Scene 1.
Bank of Foods, they call it. Open every month. First Saturday.
Get the shopping cart and grocery bags. Button your collar! That parking lot gets icy. Windy too.
They open up at nine, so we’ll save our spot at quarter to eight. If we show up at nine for nine, maybe the queue gets in ahead of us and they’ll run out and then what? No food, is what.
Here comes the church ladies in their cars.
Tell them “We come in please NOW.” Tell them we’ll just stand there and watch them unpack.
What’s that they said? No? Well, we’ll ask again next time.
No reason they can’t let us stand there early and pick up things and just have a look.
Okay, they’re opening up. About time. Watch your step on that floormat.
Take off your hat or you won’t feel the benefit when you go back outside.
There they are, all smiles. Bank ladies and Little Father in black with his apron on, waving from the kitchen counter, turning on the kettles for coffee and tea.
We can just point and nod. They’ll bag it up.
This table here is canned tuna and hash. That one’s the jars: green beans, little onions, pepper slices, apple sauce. That there is cans of milk and juice. Then cookies and candy. Then toilet paper and soaps. That last table is your spaghetti and porridge. And stashed away in boxes they have real cereal too, with vitamins built right in.
Got everything? Take more of that butterfly pasta. Tie it to your walker with my scarf.
Don’t trip on that floormat. Button your collar. Look both ways; okay, we can cross.

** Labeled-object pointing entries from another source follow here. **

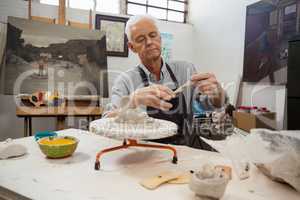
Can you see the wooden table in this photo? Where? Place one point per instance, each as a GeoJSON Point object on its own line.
{"type": "Point", "coordinates": [91, 112]}
{"type": "Point", "coordinates": [33, 176]}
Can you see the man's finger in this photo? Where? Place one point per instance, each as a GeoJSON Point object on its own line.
{"type": "Point", "coordinates": [201, 76]}
{"type": "Point", "coordinates": [166, 90]}
{"type": "Point", "coordinates": [155, 102]}
{"type": "Point", "coordinates": [161, 94]}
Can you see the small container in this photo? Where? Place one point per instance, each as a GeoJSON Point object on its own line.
{"type": "Point", "coordinates": [42, 134]}
{"type": "Point", "coordinates": [58, 147]}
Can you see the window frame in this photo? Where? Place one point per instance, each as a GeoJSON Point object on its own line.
{"type": "Point", "coordinates": [185, 12]}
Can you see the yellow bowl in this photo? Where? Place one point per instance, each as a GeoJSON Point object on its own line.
{"type": "Point", "coordinates": [58, 147]}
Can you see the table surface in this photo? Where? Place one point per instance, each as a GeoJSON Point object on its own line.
{"type": "Point", "coordinates": [37, 177]}
{"type": "Point", "coordinates": [25, 111]}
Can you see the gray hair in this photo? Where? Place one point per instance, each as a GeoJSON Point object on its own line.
{"type": "Point", "coordinates": [134, 20]}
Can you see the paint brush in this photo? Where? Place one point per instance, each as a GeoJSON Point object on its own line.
{"type": "Point", "coordinates": [182, 87]}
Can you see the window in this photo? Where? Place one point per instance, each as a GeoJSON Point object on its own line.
{"type": "Point", "coordinates": [108, 6]}
{"type": "Point", "coordinates": [50, 2]}
{"type": "Point", "coordinates": [170, 10]}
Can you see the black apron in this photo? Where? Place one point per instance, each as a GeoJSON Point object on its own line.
{"type": "Point", "coordinates": [177, 114]}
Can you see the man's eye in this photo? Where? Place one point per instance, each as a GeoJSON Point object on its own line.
{"type": "Point", "coordinates": [153, 35]}
{"type": "Point", "coordinates": [140, 40]}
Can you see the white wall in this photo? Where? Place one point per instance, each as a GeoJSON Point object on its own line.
{"type": "Point", "coordinates": [11, 126]}
{"type": "Point", "coordinates": [220, 33]}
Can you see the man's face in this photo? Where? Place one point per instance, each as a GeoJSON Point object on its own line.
{"type": "Point", "coordinates": [145, 40]}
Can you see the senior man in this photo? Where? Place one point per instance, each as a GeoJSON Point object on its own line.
{"type": "Point", "coordinates": [152, 83]}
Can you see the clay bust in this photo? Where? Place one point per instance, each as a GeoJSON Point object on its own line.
{"type": "Point", "coordinates": [131, 115]}
{"type": "Point", "coordinates": [209, 183]}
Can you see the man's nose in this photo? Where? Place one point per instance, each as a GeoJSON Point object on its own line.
{"type": "Point", "coordinates": [149, 40]}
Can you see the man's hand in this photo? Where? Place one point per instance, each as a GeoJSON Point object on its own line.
{"type": "Point", "coordinates": [208, 84]}
{"type": "Point", "coordinates": [154, 96]}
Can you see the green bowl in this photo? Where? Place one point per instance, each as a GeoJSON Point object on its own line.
{"type": "Point", "coordinates": [51, 149]}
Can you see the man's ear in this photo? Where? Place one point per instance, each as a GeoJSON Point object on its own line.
{"type": "Point", "coordinates": [131, 47]}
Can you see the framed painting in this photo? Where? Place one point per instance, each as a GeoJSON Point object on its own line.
{"type": "Point", "coordinates": [116, 40]}
{"type": "Point", "coordinates": [47, 57]}
{"type": "Point", "coordinates": [269, 26]}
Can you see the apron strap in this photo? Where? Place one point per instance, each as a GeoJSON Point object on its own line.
{"type": "Point", "coordinates": [146, 81]}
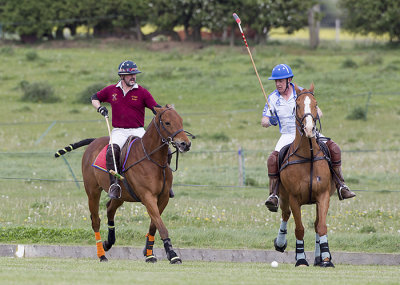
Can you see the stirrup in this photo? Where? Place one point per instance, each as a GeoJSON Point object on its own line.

Got your Senior Home key? Wait wait, here’s mine. I’ll get the door.
Here we are. Don’t let the cat out. Pile it all on the table; I’ll stack it on the pantry shelf behind the ironing board. Line up all the labels facing out so the little pictures and names match up.
I got us some headless fish in cans with twisty keys. Oh, you got these olives with bright pimiento eyes, and canned peaches with syrup and no pits. Here’s chewing gum and the crackers with herbs on top.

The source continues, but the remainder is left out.